Alongside, Islamabad launched its own 'initiatives': a joint investigative mechanism and a high-level team to travel to Delhi. Islamabad says Delhi's green signal is awaited. Indeed, it promptly acted on the United Nations Security Council call, which was what India demanded as per US advice.
With its vast experience in dealing with Washington, Islamabad is concluding that US 'pressure' has run its course. Attention will soon turn to the gala ceremony in Washington on January 20 for a historic transfer of power. Unless Pakistan precipitates tension, time is not far off before the international community urges India to engage Pakistan in a spirit of dialogue.
India ponders, 'What now'? It put its strategic partnership with the US to the litmus test and is dismayed at the result. India conducted over 50 military exercises with the US over recent years but they couldn't forestall the act of war on Mumbai or help track down the mentors of the terrorists. India was sold a dream—that Washington was determined to make it a first class world power. The dream lies broken. The carpetbaggers who peddled the dream are nowhere to be seen.

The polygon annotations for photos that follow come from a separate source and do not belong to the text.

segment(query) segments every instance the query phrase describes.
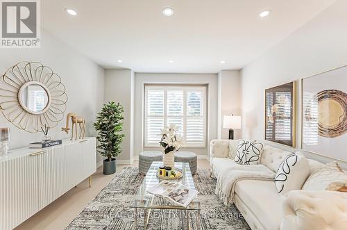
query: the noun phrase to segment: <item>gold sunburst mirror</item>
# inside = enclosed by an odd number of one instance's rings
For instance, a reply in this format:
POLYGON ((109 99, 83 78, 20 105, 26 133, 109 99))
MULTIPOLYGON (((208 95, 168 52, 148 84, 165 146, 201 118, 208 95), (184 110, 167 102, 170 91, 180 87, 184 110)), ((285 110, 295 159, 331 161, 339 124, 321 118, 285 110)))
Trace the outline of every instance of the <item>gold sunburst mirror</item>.
POLYGON ((1 76, 0 110, 13 125, 29 133, 56 127, 64 118, 67 101, 61 78, 40 63, 19 63, 1 76))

It almost seems grotesque that our strategic gurus promised that the Indo-US nuclear deal was a prerequisite for India to become a 'balancer' in the 21st century international system. Where was it that we went so hopelessly wrong in our triumphalism? Quintessentially, what we're witnessing is that the US never really "dehyphenated" its policies towards India and Pakistan like we believed or were led to believe, or both. The US policy is to maintain stable, predictable, balanced relationships with both India and Pakistan so as to optimally pursue its regional policies as a superpower.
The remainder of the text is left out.